Bank of America rolling out VOIP

18.11.2006
Craig Hinkley, senior vice president of network services for Bank of America Corp., is overseeing an enormous voice-over-IP (VOIP) project with Electronic Data Services Inc. (EDS) that will bring 180,000 IP phones to the bank's U.S. operations. Although the massive project isn't expected to be completed for another two years or so, Hinkley talked this week about how the effort is going.

Excerpts from that interview follow:

You talked at VoiceCon about the bank's VOIP project in February 2005. Is it still on target? Yes, the target is still 180,000 IP phones, and it's going along nicely. They are Cisco IP-based phones, and we've actually got the program split into three separate areas for branch retail, enterprise and call centers. We split it into three efforts to focus on each subprogram and to get it running without trying to boil the ocean, so to speak.

In 2005, the first order of business was to get the consumer retail program up and running. Of 180,000 total phones, we have roughly 60,000 in retail, 60,000 in enterprise and 60,000 in a number of contact centers. We first focused on retail, with 6,000 branches, and had to get that program up and running. It's doing well, with 800 out of 6,000 branches completed. We are doing this with EDS, our outsourcer that we contracted with in 2003, which will deploy and manage it.

What about enterprise and contact centers? Enterprise is started, and we've completed 50 enterprise locations. We're kicking off the contact center effort before the end of the year, and the first location will be a medium-size contact center for internal operations used to serve bank associates in the Charlotte, N.C., area.
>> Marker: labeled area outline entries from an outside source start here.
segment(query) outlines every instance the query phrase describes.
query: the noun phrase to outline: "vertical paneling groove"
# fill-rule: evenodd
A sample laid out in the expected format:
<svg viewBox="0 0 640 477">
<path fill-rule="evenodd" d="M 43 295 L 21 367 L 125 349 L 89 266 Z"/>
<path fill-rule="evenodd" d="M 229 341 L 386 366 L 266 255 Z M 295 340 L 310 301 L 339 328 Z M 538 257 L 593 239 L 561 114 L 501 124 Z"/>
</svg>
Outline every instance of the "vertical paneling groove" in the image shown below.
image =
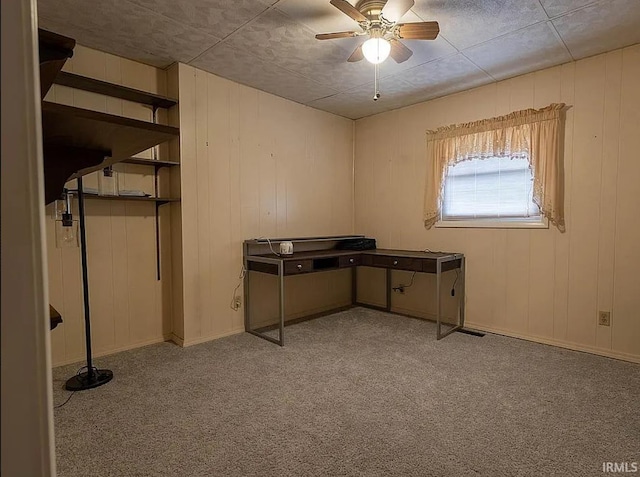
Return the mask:
<svg viewBox="0 0 640 477">
<path fill-rule="evenodd" d="M 427 244 L 464 252 L 470 327 L 640 361 L 635 279 L 640 267 L 640 90 L 632 86 L 638 76 L 640 46 L 634 45 L 358 120 L 356 232 L 374 235 L 383 246 L 419 249 Z M 410 164 L 424 161 L 424 146 L 407 152 L 414 158 L 405 161 L 407 141 L 417 143 L 427 129 L 552 102 L 569 106 L 566 233 L 554 227 L 426 231 L 420 226 L 421 207 L 394 200 L 396 206 L 389 208 L 408 186 L 420 192 L 424 187 L 424 181 L 406 180 Z M 392 151 L 379 144 L 382 131 L 389 142 L 402 131 Z M 359 293 L 371 302 L 379 298 L 379 291 L 364 282 Z M 424 314 L 425 305 L 410 294 L 395 303 Z M 599 309 L 612 311 L 611 327 L 597 324 Z"/>
</svg>

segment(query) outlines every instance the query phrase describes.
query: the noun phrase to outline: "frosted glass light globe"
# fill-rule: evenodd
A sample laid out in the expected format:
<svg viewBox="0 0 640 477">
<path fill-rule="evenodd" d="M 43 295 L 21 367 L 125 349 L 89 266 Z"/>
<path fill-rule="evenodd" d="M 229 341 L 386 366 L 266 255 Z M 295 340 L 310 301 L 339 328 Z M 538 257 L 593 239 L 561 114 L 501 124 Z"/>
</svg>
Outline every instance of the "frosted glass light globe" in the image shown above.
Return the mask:
<svg viewBox="0 0 640 477">
<path fill-rule="evenodd" d="M 369 38 L 362 44 L 362 53 L 369 63 L 377 65 L 386 60 L 391 52 L 391 43 L 384 38 Z"/>
</svg>

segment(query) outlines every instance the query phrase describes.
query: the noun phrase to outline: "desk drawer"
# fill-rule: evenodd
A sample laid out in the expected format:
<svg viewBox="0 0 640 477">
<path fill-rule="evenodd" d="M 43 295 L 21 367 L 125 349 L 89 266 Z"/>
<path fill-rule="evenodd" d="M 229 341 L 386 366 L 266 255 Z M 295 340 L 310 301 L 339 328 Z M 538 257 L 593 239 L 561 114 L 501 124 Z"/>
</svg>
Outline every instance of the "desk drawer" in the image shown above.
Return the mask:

We're adopting the Microsoft methodology to eat your own dog food, working with our people first.

So, today, you have how many phones installed? We are north of 20,000. It's going very well. From a technology perspective, it's going well, with the processes and the program. I would say that what we've done in the last 18 months is focus on establishing the program, processes and standards of what we're deploying. What we've had to do is take heritage PBX switches that have been out there 10 to 15 years and peel back the layers of the onion to understand things and determine the standard telephony interaction model to support the business. We're realizing we can now deploy ubiquitous features and functions with IP. It translates to the business, so I can have now a common telephony interaction model in the U.S. We've had lot of conversations with divisional executives about how we want VOIP nationally to support business processes. It's not just been a technology transformation, but a business process transformation.